Implement an iterator over a binary search tree (BST). Your iterator will be initialized with the root node of a BST.
Calling next() will return the next smallest number in the BST.
Note: next() and hasNext() should run in average O(1) time and uses O(h) memory, where h is the height of the tree.
Credits:
Special thanks to @ts for adding this problem and creating all test cases.

实现思路

要找到二叉搜索树中的最小节点，应该从根节点递归遍历左节点，直到遍历的节点没有左节点，那么该节点就是二叉树中的最小节点。现在已经有二叉搜索树中没有访问过的最小节点了，那么当访问了该节点后，剩余没有访问的树中最小的节点在哪里呢？如果该节点有右子树，那么在它的右子树中（又回到了找一棵二叉搜索树的最小元素，不过这棵二叉搜索树变小了）；如果没有右子树，那么就是它的父节点。
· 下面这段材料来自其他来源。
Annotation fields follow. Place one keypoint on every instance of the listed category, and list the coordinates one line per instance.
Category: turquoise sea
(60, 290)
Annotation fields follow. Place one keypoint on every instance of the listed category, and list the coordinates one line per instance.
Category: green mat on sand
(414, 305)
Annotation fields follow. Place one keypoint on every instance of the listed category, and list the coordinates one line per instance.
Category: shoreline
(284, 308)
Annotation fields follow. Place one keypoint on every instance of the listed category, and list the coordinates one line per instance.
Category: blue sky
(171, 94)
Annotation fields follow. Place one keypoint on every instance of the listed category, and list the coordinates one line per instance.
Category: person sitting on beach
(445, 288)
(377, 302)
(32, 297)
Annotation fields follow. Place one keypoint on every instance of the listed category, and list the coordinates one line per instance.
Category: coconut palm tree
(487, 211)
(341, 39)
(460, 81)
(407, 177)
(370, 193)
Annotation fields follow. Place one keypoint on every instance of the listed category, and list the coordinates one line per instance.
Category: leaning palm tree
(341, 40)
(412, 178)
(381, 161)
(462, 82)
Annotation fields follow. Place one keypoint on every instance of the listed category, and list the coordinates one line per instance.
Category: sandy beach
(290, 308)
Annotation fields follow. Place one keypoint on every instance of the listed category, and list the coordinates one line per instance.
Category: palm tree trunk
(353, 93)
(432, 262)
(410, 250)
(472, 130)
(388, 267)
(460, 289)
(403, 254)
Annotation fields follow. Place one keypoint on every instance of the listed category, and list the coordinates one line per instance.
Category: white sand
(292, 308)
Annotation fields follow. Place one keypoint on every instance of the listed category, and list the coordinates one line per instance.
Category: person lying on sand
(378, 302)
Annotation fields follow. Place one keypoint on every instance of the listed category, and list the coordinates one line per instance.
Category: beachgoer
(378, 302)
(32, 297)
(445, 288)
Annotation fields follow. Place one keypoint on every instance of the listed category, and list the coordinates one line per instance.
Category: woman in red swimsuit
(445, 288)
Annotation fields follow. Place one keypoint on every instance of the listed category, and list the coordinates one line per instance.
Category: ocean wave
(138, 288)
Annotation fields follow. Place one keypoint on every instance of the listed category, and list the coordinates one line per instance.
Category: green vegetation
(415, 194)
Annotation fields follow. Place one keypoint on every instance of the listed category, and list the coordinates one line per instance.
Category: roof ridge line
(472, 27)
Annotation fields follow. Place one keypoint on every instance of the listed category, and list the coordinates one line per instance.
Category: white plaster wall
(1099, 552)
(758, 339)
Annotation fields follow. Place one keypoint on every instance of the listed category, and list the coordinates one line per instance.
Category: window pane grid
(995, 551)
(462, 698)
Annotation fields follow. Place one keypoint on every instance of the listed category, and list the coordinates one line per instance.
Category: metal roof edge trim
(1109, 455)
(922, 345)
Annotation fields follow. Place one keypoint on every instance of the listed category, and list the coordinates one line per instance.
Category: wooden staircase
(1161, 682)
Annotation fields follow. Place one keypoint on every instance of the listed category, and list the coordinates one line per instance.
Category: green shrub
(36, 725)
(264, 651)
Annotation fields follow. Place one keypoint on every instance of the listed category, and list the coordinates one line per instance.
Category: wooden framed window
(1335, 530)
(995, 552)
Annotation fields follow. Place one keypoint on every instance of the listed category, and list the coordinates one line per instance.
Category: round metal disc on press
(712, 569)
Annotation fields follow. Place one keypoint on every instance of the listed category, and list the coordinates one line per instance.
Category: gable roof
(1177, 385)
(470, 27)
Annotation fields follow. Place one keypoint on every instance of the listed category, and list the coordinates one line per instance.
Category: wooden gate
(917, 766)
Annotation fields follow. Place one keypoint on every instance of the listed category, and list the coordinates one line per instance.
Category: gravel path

为了能够快速定位到父节点，我们可以用栈将遍历路径暂存起来，当进行next()操作时，我们弹出栈顶元素并进行访问，如果它有右子树的话就遍历它的右子树；如果没有右子树，当下次出栈操作时就是访问当前节点的父节点了。

实现代码

# Definition for a  binary tree node
# class TreeNode(object):
#     def __init__(self, x):
#         self.val = x
#         self.left = None
#         self.right = None

class BSTIterator(object):
    def __init__(self, root):
        """
        :type root: TreeNode
        """
        self.stack = []
        self._pushLeft(root)
        

    def hasNext(self):
        """
        :rtype: bool
        """
        return self.stack
        

    def next(self):
        """
        :rtype: int
        """
        node = self.stack.pop()
        self._pushLeft(node.right)
        return node.val
    
    
    def _pushLeft(self,node):
        while node:
            self.stack.append(node)
            node = node.left
            
# Your BSTIterator will be called like this:
# i, v = BSTIterator(root), []
# while i.hasNext(): v.append(i.next())